Take the original point out (we can do this since we have a new underlying dimension of place, a place of places) and replace it with the two new points. This can be done for the whole plane of points.
That is, there is nothing special about the origin, so each point of the usual plane can be removed and we can replace it with a “sharing” of two points. So that we have a whole plane of doubled points co-existing with a plane of places of places.
Wile’s Theorem:
Now the statement of Wile’s theorem is that the sum of two squares can equal a square, but the sum of two cubes or any higher power cannot equal a single cube, a fourth power or higher (more widely known as Fermat’s Last Theorem).
It seems then that it should be possible to demonstrate this with geometry. One of these new geometries mentioned above is a possible way of demonstrating this.
Let’s start by considering a line of places of places defined in a plane of places of places of places and a line segment which can consist of two or more superimposed lengths of places (two or more lengths).
At the start we can only have two types of points, fixed or mobile. Let the places of places be the fixed points, then since we can move off into two directions we must have 2 line segments with one 1 point each one line moving left and one line moving to the right. It can have two integer lengths (or multiple lengths), yet a single length of lengths which can vary. Since length is not the same in the new geometry.
It’s length of lengths might be one unit, but its lengths can be two, three or four units, for example. It’s lengths can only be multiples of the length of lengths and the length of lengths can vary.
Then let one line segment, consisting of two different sets of places and place of places be decomposed (simplified) in the space of places of places along the line of places of places. It has a length of length.
We can only move out in two directions along this line. It is seen that it is only possible to have two different places of places at the beginning. The places of places are mobile, and they can only move out left or right. So we double the mobile points and weight each one point, since I want to form the sum of two lines.
Suppose we map these two lengths of lengths co-linearly, inside the original by shrinking each line. Then this is the demonstration that a+b=c is at least possible for some cases of a, b and c. a, b and c being some lengths. Since the sum of two lengths of lengths is also a length of length as well.

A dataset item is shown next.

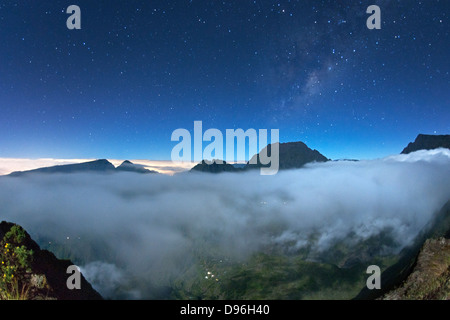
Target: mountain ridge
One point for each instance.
(427, 142)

Then this at least makes it possible that a+b could equal c. b may be too small or too big and not equal c, but there may be a case when a+b could equal c. Now the intention is to move up in dimension.

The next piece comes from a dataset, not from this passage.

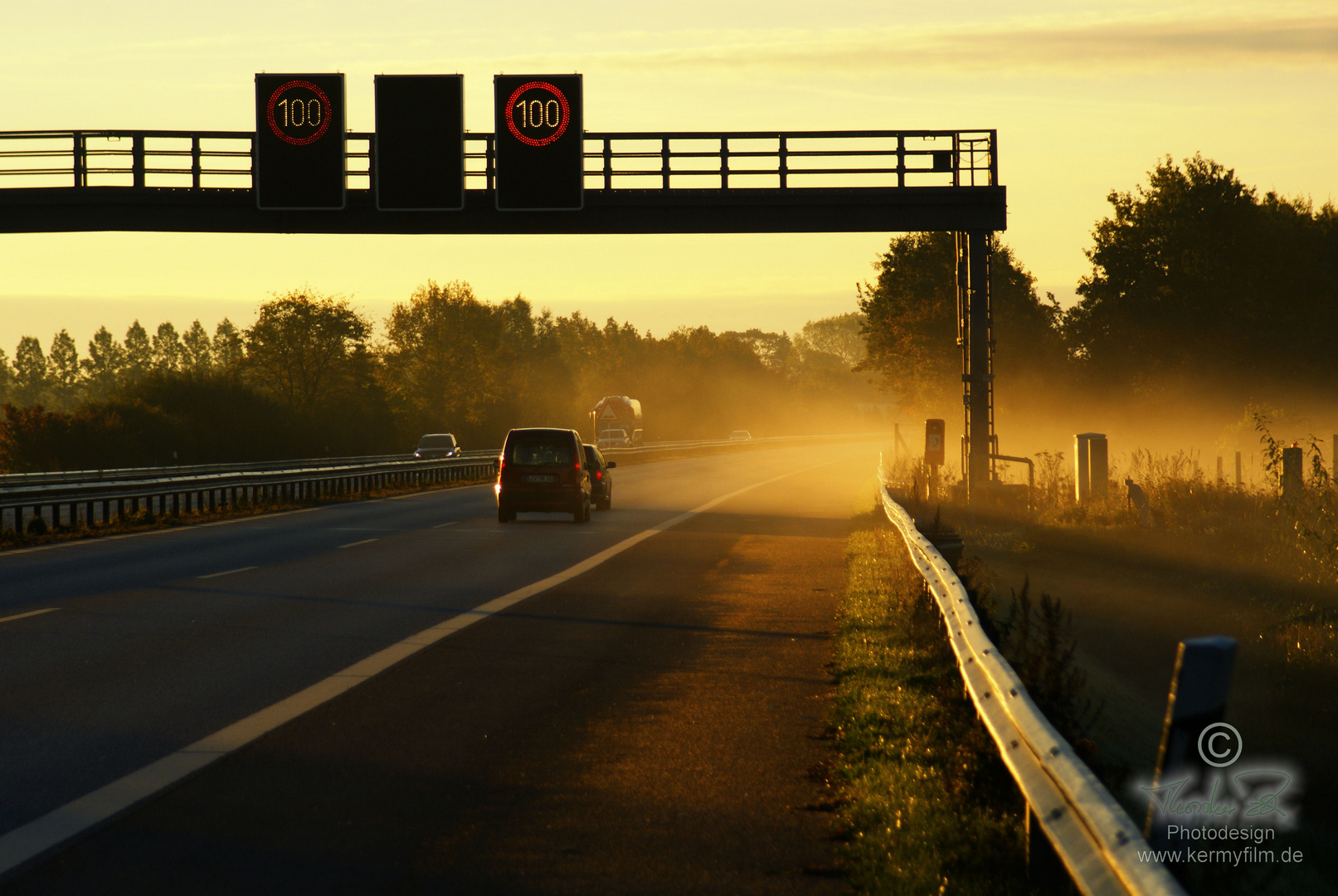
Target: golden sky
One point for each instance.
(1087, 96)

Now we can move to the next dimension by rotating the line of places of places out of the line and into a plane. When perpendicular we have a square, the side length of which is again two possible integers. Let there be a set of two squares making up the initial square, I can only have fixed or mobile points. Then since I can move off into four different compass directions n,e,s,w. This one mobile square must be made of two squares and must be rated at ½ points each.
Since I must move the copied squares out into an area of places of places it must be following the parallel lines which are places of places. I can move out four possible squares.

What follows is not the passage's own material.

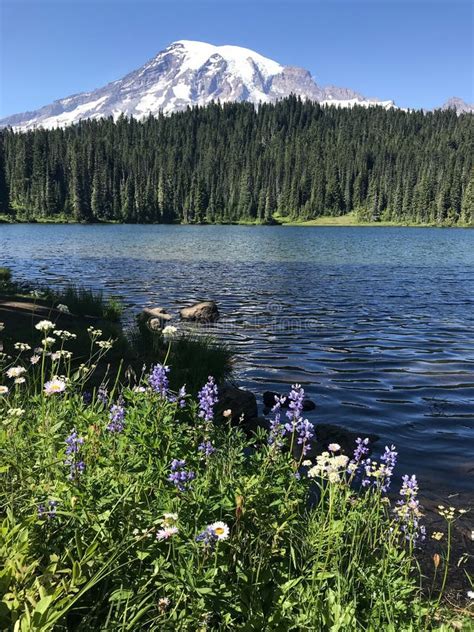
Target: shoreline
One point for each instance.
(343, 221)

This indicates that I am moving the sum of two squares out to become four squares, which means the points of the squares are weighted ½ each. Then map these squares and move them all into the original square. See the diagrams below.
If we use the same pattern as in the case of one dimension this is the demonstration that a^2+b^2=c^2 is at least possible for some values of a, b and c , since the summed squares can add to a square in some cases. I can start with one square and add area around that square, which adds up to a square to try and form a final square.
In three dimensions and higher this is not possible to do. In three dimensions I create six cubes instead of the required eight. Each of the six cubes can be weighted ⅓ but we cannot form an added cube, since I need 8 cubes to do this. See the sketch below.
In a fourth dimension I would also not have the required number of hypercubes and so on. This shows a geometric proof of Wile’s theorem (Fermat’s conjecture).